When practicing by yourself, start in close to the basket, right in front of the hoop. Shoot at least 25 shots from four feet and in, without moving. Take your time and slow down each shot. Think about the correct form (ball resting in the hand, non-shooting hand, arm position, etc.) before each shot. Take your time! Hold and exaggerate your follow through on every shot. Only then, begin to move back. Start right in front of the basket, shoot and then take one step back. Continue for five shots, which will put you about 15 feet from the basket. Go back to right in front of the rim and repeat. Shoot and take a step back; shoot and take a step back; continue for at least five shots. Do this five to ten times and move away from the hoop at different angles. Only now are you ready to work at full-speed, shooting game-like shots.
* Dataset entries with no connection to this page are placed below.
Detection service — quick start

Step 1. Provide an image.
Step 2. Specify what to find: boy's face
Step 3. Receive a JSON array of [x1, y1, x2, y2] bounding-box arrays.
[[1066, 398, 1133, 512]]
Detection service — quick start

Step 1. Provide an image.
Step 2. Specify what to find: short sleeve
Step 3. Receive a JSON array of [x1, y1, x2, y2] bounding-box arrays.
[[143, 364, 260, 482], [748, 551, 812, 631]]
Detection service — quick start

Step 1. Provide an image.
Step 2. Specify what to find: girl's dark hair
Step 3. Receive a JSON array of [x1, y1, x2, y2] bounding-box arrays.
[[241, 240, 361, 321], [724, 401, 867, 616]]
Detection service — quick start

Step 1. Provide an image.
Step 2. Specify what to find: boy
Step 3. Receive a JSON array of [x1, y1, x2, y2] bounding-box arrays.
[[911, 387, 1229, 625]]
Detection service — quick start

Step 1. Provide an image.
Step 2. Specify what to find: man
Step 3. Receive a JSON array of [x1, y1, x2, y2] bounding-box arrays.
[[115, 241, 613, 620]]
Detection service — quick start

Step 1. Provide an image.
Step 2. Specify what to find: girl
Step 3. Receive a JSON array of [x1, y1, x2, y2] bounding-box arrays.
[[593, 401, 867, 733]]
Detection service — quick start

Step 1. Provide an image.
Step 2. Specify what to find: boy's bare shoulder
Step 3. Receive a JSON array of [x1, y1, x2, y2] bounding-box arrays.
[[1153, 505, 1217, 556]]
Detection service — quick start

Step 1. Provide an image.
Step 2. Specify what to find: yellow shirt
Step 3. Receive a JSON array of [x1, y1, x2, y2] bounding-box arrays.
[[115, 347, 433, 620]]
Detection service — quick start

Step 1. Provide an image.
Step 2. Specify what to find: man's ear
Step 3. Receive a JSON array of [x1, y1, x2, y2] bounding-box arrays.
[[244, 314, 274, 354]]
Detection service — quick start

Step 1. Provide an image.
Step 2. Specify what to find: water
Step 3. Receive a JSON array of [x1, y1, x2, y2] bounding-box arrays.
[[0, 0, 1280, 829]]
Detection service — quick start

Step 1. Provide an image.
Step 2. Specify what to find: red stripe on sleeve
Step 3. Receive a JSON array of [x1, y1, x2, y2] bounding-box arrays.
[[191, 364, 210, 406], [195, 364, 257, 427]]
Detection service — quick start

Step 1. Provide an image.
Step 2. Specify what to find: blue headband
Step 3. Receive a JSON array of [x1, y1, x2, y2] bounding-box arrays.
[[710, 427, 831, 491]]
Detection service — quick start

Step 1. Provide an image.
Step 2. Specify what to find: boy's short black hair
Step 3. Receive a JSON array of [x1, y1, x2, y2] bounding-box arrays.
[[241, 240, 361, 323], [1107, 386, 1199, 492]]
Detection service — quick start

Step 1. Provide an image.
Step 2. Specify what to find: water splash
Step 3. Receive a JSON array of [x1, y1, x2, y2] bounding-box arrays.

There is no secret or magic drill to become a better dribbler. The only way to get confidence in your dribbling is to dribble, dribble, dribble! You have to wear out the basketball. Simply dribble the ball anytime you can (while walking the dog, going out to get the mail, even while watching television – very difficult on carpeting!) Or just dribble the ball 1000+ times, every day, with each hand. (Your driveway, basement, the sidewalk – anywhere – you don’t need a court). A few things to break it up are: wear a blind-fold or “dribble goggles” while you dribble the ball. Or dribble two balls at once. But the key is to just pound that basketball over and over and over (of course using proper techniques – fingertip control, flexible wrist movement and snap, keep the ball low, etc.).
Often, if players throw one good pass or maybe a couple in a row that hit the target perfectly, then they think that they are good passers and have that important skill mastered. Wrong. We see this at camp all the time when we work on passing. Players will throw a few good passes in a drill, and then begin to lose interest because just passing the ball and consistently hitting their teammate in the numbers is “boring.” But when we start to scrimmage basketballs start flying everywhere (mostly out of bounds). Be the player who is mentally tough enough to practice throwing pass-after-pass-after-pass and hitting your target every single time (not some of the time, not most of the time, or almost every time, but EVERY time!). Throw hundreds of passes with this in mind (to a teammate or just a spot on the wall). Do it over and over and over. You will improve your passing skills, your confidence with all passes, and you will strengthen those important “basketball muscles” in your wrists and forearms.